No workarounds, only pain.

App Details

Related issues

https://github.com/Azure/azure-functions-durable-extension/issues/2563 maybe?

If deployed to Azure

We have access to a lot of telemetry that can help with investigations. Please provide as much of the following information as you can to help us investigate!

epa095 commented 1 year ago

Extra information: In many, but not all, of the cases the time between the started activity functions start increasing a lot. As an example, I have one running now where the fetchers are executed like this:

Scheduled Finished
2023-10-06T02:18:08.4208488Z 2023-10-06T02:18:51.8422224Z
2023-10-06T03:43:52.9777909Z 2023-10-06T03:44:29.6155922Z
2023-10-06T07:46:19.8764234Z 2023-10-06T07:47:13.7343616Z

Notice how they are all done very fast, but there is hours between each one is started.

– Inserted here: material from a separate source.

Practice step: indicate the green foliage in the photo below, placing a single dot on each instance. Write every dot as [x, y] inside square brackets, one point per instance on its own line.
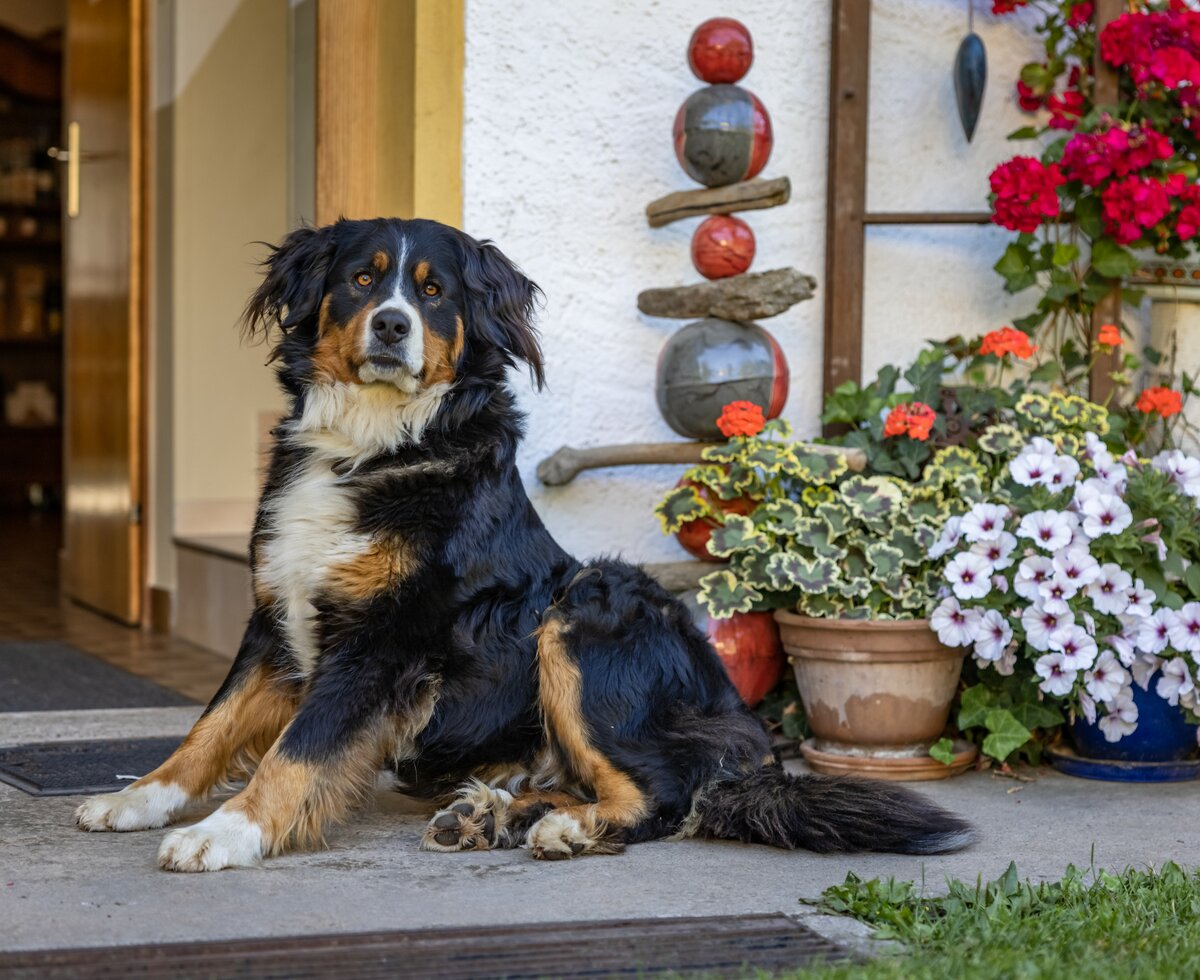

epa095 commented 1 year ago

New info: I changed the extensionBundle version from "[3.15.0, 4.0.0)" to:

  "extensionBundle": {
    "id": "Microsoft.Azure.Functions.ExtensionBundle",
    "version": "[4.*, 5.0.0)"
  },

Currently it has run for some days without crashing, so maybe thats a fix? Although it still takes hours between each activity function, so it has not actually completed that many operations:-p

FelixRauch10 commented 10 months ago

Any news on this?